By: Glenn Harper, Sculpture Magazine editor

Last Swallow
Last Swallow, 23″ x 5″ x 16”, silicone rubber and steel, 1998
One of the primary subjects of art is, quite naturally, the cultural climate in which the artist finds him/herself. It should be no surprise, then, that one of the primary subjects of contemporary art is popular culture, or that today artists are often drawn to the popular art form that is most saturated with seductive imagery and wish fulfillment dreams: cartoons. For young artists today, cartoon imagery is an inescapable part of their landscape, through television, advertising, and computer games. Cartoons are, indeed, the virtual reality promised by not yet delivered by technology. One of the key distinctions among the artists manipulating these graphic images is whether they embrace them as a universe of discourse, in the manner of what Peter Schjeldahl has called “puerile” art, or use them indirectly, as reference points in their engagement of tangible, as well as virtual, reality. Whereas painting (the work of Sue Williams, for example) and assemblage (as in the work of Annette Messager or Mike Kelley) are the most typical mediums for the puerile approach, sculpture is logically the appropriate medium for the latter approach (the ambiguous objects of Phoebe Adams, for example).

Imi Hwangbo’s “The Waiting Chamber” is a case in point. Her earlier work, represented in her recent exhibition by an excerpt from “Seraglio” (a series of tall shields with skin-like polyester resin surfaces) suggests Post-Minimalism in the works’ oblique referentiality, organicism, and combination of both rigid and messy industrial materials. The more recent work, collectively titled “The Waiting Chamber,” brings a new wit and contemporary reference to pop culture into Hwangbo’s work. The first work encountered by the viewer, “Soft Martyr” (1996), sets the terms of the show. It is a cadmium-red organic form, resembling a beef tongue, skewered by a steel rod that holds the object out from the wall. The form is twisted into what can be taken as a rictus of pain but can also be read as a saucy tongue-wag. The tongue is thoroughly embodied and tangible, inviting touch yet repelling it. The power of the form is not just its ambiguity (a quality shared with “Seraglio”) but also its graphic power; both in the sense of seductive design and in the suggestion of a powerful, and therefore objectionable, pornography). As in much of her current sculpture, this works draw together influences as diverse as Lynda Benglis and Looney Tunes.

The largest work in the show, “Bella (Lovely One)” (1998), suggests a feminist subtext more blatantly than the other works. A large wooden rectangle is pierced at the top by a vaginal opening that is overflowing with cadmium red ooze. Other pieces suggest, simultaneously, balloons (often deflated), and internal organs or cavities, a double reference reinforced by the bright red color that dominates the show. The cartoon-like character of Hwangbo’s tongue is closely echoed in “Folded Chamber” (1996), which might be a heart valve or a balloon, and even more, in “Last Swallow” (1998), a form that might be cast from a body cavity and might equally be a balloon animal or a three-dimensional rendering of Al Capp’s Schmoo from Lil’ Abner. A metal bar suspends the form by the neck, giving the piece and its title a gruesome comedy.

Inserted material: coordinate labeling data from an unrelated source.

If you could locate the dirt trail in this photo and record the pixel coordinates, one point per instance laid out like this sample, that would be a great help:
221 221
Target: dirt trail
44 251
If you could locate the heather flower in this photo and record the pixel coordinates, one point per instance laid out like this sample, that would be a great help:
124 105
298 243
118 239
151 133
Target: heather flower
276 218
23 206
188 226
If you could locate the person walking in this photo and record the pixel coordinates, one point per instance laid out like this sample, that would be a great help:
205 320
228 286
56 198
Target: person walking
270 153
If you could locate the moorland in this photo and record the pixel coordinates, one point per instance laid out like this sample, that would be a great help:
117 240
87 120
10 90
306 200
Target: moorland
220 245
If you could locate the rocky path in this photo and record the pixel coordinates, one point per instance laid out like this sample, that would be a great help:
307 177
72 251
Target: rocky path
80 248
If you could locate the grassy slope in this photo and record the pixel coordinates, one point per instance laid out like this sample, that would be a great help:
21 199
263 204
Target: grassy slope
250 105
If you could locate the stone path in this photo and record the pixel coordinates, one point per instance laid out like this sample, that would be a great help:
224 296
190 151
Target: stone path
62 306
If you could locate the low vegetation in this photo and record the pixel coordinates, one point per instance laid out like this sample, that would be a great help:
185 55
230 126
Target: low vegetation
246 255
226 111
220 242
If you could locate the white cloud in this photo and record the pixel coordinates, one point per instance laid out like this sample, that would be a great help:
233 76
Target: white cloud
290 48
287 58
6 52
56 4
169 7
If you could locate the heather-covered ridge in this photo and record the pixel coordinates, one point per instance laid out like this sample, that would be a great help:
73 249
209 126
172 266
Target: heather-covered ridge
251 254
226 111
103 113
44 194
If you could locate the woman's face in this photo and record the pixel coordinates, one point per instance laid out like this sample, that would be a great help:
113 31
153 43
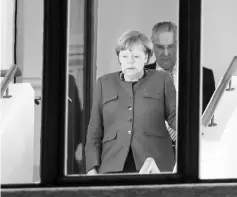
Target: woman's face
133 60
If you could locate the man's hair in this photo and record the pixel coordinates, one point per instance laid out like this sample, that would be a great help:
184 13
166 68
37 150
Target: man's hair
164 26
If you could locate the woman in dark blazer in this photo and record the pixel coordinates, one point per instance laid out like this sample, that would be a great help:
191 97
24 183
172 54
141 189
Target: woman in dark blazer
127 123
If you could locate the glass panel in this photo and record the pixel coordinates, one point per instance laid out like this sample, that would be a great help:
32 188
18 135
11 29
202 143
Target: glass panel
118 121
217 140
21 113
74 139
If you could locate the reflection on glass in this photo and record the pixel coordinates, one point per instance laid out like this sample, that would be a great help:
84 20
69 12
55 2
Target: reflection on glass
130 130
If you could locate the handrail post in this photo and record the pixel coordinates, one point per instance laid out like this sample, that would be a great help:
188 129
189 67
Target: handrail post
229 86
7 95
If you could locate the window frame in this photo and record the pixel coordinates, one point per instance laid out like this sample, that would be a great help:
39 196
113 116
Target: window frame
54 100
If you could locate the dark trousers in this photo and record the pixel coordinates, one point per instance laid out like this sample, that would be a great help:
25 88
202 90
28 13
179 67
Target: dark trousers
129 166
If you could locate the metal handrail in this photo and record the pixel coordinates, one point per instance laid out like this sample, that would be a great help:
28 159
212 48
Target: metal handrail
8 78
210 109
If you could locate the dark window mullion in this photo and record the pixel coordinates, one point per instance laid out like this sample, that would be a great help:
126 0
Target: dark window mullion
189 91
54 91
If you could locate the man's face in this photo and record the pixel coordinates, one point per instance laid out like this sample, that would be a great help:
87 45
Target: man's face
165 49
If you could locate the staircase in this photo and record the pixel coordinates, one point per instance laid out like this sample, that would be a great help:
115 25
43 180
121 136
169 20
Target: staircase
17 134
218 146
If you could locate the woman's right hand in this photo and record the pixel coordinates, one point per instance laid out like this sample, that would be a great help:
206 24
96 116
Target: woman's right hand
93 171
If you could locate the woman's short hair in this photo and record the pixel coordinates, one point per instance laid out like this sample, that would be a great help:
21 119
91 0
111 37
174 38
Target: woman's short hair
129 38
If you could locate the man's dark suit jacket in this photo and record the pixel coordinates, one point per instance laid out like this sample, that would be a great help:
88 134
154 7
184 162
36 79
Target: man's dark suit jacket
126 115
208 84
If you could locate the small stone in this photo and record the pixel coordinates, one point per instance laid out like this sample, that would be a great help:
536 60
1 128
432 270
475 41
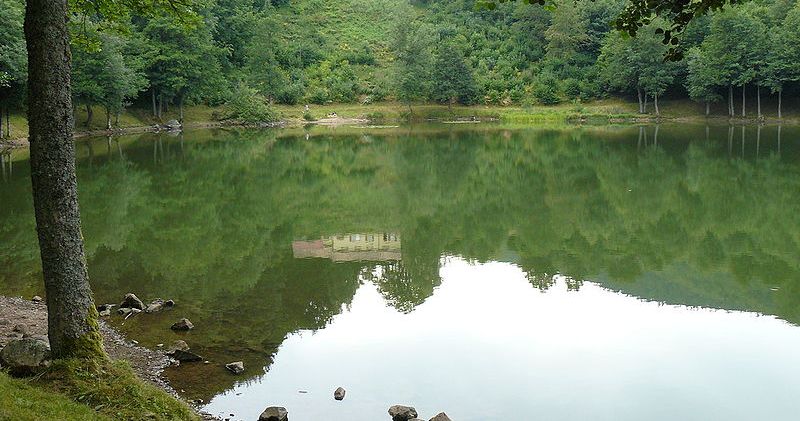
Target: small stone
402 412
156 306
274 413
132 301
182 324
185 356
235 367
25 356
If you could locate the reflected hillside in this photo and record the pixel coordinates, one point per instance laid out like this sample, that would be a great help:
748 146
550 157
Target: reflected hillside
257 236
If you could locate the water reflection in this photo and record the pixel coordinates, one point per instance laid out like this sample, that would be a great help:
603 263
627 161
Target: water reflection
236 226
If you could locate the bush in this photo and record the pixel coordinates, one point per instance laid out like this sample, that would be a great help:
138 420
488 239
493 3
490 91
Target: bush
545 90
247 106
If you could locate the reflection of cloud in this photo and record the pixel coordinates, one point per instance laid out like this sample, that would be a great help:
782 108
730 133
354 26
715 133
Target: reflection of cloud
374 247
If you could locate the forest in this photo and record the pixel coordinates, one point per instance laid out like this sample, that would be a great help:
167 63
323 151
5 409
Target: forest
249 55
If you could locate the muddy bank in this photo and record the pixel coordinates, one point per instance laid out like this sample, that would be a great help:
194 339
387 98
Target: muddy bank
20 317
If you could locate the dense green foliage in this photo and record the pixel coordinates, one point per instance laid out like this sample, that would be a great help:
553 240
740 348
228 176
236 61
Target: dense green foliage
447 51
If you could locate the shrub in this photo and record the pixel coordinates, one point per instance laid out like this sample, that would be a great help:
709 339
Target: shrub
247 106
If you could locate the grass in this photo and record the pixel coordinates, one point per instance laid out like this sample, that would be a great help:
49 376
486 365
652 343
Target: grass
68 390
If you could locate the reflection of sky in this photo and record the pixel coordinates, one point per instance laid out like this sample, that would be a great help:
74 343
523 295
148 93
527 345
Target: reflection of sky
488 346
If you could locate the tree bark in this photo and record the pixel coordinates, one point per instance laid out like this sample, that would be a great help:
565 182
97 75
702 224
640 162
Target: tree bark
744 113
758 97
655 104
153 97
72 318
89 115
639 94
730 100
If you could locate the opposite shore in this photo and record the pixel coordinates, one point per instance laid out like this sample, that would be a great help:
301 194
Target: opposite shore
612 111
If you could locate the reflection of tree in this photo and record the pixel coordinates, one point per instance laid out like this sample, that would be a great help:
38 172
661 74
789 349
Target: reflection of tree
211 222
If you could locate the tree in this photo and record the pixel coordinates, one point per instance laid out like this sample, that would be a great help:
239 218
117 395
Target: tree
12 60
452 79
701 82
412 64
72 318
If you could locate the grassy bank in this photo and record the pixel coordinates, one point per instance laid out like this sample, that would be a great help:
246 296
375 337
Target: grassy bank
70 391
597 112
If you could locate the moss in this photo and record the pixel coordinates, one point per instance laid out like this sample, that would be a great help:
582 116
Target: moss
20 400
112 390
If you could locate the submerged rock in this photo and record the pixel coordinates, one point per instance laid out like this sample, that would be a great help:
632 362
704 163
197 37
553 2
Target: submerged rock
132 301
235 367
25 356
182 324
402 412
156 306
185 356
274 413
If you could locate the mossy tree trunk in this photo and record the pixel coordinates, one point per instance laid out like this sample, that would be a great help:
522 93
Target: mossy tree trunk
72 318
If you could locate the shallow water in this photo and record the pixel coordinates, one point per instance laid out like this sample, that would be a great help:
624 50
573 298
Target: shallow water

Whereas puerile art has an edginess and provocation that evaporates quickly, work like Hwangbo’s penetrates our world on two fronts. It is graphically powerful and haptically available. The edginess of “Soft Martyr” is materialized in our shared space. It dares us to engage in both a visceral and a tangible relationship with it, as well as an intellectual relationship suggested by the echoes between the object and its title. If this is a “waiting room,” it is an uncomfortable one, occupied by the ghosts of both Luis Buñuel’s “Exterminating Angel” and Warner Brothers’ “Sylvester the Cat.”

The rubber forms are cast from carved and modeled plaster, and then assembled with the steel elements, resulting in hybrid works that display tactile modeling and technological finish. The combination of careful craft, flagrant wit, and cultural resonance is impressive and marks an interesting and original direction for the artist.